*Por Whisner Fraga*
O mais estranho nisso tudo (Patuá, 2023), romance de Mauro Donato, apresenta uma história complexa sobre acontecimentos do Brasil contemporâneo, sob a óptica de três protagonistas: Kleber, um ex-presidiário com tendências anarquistas, Luísa, uma fotojornalista que conquista a grande mídia e Alexandre, um jovem rico que se envolve em ativismo político. Tendo como pano de fundo os protestos contra os aumentos das tarifas do transporte público, em 2013 e a Copa do Mundo de Futebol, em 2014, o livro explora temas como a crítica à manipulação de informações de grandes veículos, a construção de narrativas para encobrir malfeitos, a desigualdade social, as contradições inerentes ao ativismo e os interesses nas relações interpessoais, de forma muito habilidosa, sem descambar, em nenhum momento, para a tentação do partidarismo ou dos clichês.
A narrativa de Donato direta, com diálogos que tentam retratar diversas camadas sociais, cada qual com seu jeito de falar, com seus dialetos. Além disso, por apresentar uma estrutura não linear, alternando entre diversas linhas temporais e vários pontos de vista, o livro se torna transgressor e um desafio para o leitor afeito a uma ficção mais comportada.
Luísa Moreira, atraída pelo poder, mas com uma forte consciência política, engajada politicamente, é um retrato da ascensão de pessoas de classes mais baixas, graças ao incentivo de políticas sociais. Independente, determinada e pragmática, tem uma história de ativismo com Kleber e se sente culpada por não o ajudar quando ele deixa a prisão. Luísa vive uma relação conflituosa com Alexandre, um sujeito privilegiado, que vai iniciar uma jornada contra as próprias crenças. Já Kleber, com um “inato espírito de liderança”, se posiciona visceralmente contra a Copa do Mundo no Brasil, alegando que o país deveria ter outras prioridades, denunciando a exploração capitalista, a alienação do sistema educacional e uma paz ilusória que beneficia apenas as classes dominantes. Torturado na cadeia, vê a própria saúde deteriorar, mas mantém a postura combativa, se recusando a se submeter ao sistema prisional.
Mauro Donato usa de sarcasmo, ironia, para ridicularizar alguns discursos e ações de personagens, dando uma atmosfera de isenção à trama. A linguagem, aqui, é suporte para expor um sistema de injustiças, falcatruas e outras mazelas fartamente encontradas na sociedade. O tom coloquial, muitas vezes usado no livro, serve para dar um caráter mais realista e direto, destacando não só o contexto da história, mas também a visão de cada um, segundo o papel desempenhado na trama e a própria forma com que interpreta a realidade.

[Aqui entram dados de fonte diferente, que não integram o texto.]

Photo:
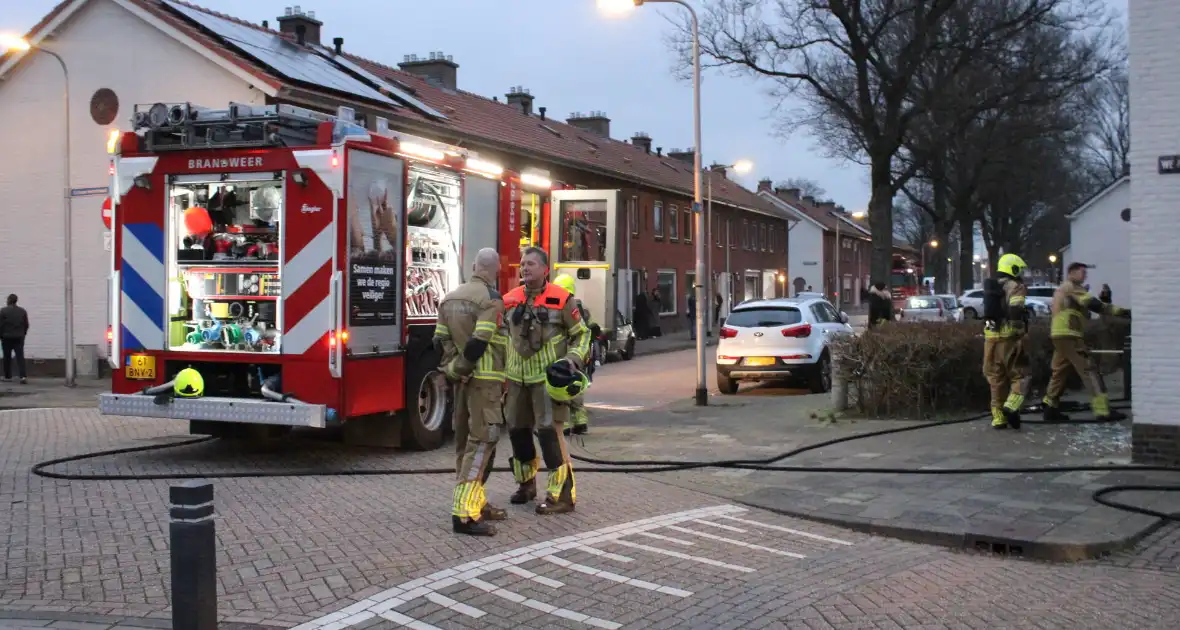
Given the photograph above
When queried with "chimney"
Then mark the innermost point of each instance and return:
(439, 70)
(303, 26)
(687, 155)
(520, 98)
(595, 123)
(642, 140)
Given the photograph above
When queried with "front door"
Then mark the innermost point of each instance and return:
(582, 244)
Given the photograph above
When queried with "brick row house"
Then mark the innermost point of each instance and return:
(126, 52)
(817, 260)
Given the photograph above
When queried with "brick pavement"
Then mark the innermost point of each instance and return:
(1048, 514)
(294, 550)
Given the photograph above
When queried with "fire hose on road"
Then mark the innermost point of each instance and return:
(772, 464)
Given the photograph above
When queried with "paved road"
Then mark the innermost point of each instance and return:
(365, 551)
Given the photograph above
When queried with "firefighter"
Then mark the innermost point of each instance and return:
(579, 418)
(473, 353)
(1005, 362)
(546, 338)
(1070, 303)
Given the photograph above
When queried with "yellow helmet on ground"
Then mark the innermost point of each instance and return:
(1011, 264)
(189, 384)
(564, 382)
(564, 281)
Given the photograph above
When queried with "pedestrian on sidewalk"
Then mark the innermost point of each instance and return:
(473, 355)
(13, 329)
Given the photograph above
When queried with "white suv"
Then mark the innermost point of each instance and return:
(782, 339)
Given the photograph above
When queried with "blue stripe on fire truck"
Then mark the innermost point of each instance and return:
(144, 284)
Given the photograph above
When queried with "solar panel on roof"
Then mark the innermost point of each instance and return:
(395, 92)
(281, 56)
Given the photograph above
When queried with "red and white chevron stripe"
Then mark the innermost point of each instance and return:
(308, 249)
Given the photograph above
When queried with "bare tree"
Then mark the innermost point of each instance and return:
(806, 186)
(854, 63)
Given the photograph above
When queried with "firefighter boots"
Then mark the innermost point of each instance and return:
(525, 492)
(471, 526)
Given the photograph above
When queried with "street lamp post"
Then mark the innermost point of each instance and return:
(620, 6)
(741, 166)
(13, 44)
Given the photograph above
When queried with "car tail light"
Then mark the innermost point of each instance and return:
(798, 330)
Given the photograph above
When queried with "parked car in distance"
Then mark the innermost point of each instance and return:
(926, 308)
(780, 339)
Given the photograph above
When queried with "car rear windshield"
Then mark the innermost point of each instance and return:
(923, 302)
(764, 317)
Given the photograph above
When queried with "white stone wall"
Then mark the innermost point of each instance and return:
(103, 46)
(1155, 209)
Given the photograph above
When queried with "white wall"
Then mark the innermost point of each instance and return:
(805, 256)
(103, 46)
(1154, 215)
(1100, 236)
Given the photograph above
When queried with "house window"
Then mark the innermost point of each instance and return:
(666, 281)
(633, 215)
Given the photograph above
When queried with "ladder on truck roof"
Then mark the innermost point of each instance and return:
(184, 126)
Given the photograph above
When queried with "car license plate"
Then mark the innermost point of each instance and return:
(141, 367)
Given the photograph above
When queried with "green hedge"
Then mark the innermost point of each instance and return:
(916, 369)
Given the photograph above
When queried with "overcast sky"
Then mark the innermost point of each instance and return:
(572, 59)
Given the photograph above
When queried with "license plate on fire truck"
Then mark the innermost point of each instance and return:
(141, 367)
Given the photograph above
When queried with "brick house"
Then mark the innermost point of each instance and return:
(126, 52)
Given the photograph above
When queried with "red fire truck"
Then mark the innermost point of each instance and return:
(296, 261)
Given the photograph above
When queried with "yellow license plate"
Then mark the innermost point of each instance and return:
(141, 367)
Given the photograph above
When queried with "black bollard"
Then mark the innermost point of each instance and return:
(194, 548)
(1126, 368)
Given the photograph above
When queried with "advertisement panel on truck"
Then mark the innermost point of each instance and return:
(375, 266)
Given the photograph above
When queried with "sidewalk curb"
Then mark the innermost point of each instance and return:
(117, 622)
(1041, 550)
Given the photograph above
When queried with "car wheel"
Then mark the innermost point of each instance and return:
(821, 379)
(726, 385)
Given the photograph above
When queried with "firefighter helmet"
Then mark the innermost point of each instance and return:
(189, 384)
(564, 382)
(1011, 264)
(564, 281)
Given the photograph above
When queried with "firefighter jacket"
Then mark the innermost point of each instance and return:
(543, 327)
(1015, 322)
(1070, 303)
(469, 332)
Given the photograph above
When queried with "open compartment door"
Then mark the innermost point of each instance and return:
(583, 244)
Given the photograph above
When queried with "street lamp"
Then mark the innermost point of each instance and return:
(839, 281)
(624, 6)
(17, 44)
(741, 166)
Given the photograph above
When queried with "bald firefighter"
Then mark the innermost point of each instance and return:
(473, 354)
(1005, 362)
(546, 345)
(1070, 304)
(579, 418)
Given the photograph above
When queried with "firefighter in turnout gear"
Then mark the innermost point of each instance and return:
(544, 328)
(473, 358)
(579, 418)
(1070, 303)
(1005, 362)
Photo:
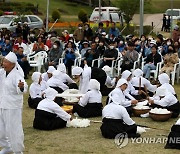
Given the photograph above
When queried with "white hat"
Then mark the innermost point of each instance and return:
(94, 84)
(35, 77)
(11, 56)
(50, 93)
(138, 72)
(121, 82)
(77, 70)
(125, 74)
(160, 91)
(163, 78)
(51, 69)
(62, 68)
(56, 74)
(107, 69)
(153, 42)
(176, 27)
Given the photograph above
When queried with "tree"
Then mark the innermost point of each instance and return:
(56, 15)
(129, 8)
(82, 15)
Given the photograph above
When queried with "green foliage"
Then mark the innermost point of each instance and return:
(82, 15)
(56, 15)
(129, 8)
(178, 23)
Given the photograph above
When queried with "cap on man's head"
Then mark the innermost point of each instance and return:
(11, 56)
(176, 27)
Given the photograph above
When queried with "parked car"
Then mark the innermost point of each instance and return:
(175, 13)
(108, 14)
(10, 21)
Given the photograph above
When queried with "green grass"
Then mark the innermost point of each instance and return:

Em diversos momentos, Donato contrapõe uma fala erudita e politizada a outra, alienada e superficial, de maneira muito competente, sublinhando as diferenças ideológicas e sociais dos protagonistas. Cabe, ainda, citar a multiplicidade de discursos, quando o texto dialoga com outras expressões, como slogans de cartazes, letras de músicas, notícias de jornais, postagens em redes sociais, deixando o estilo dinâmico e chamando o leitor para perto da trama.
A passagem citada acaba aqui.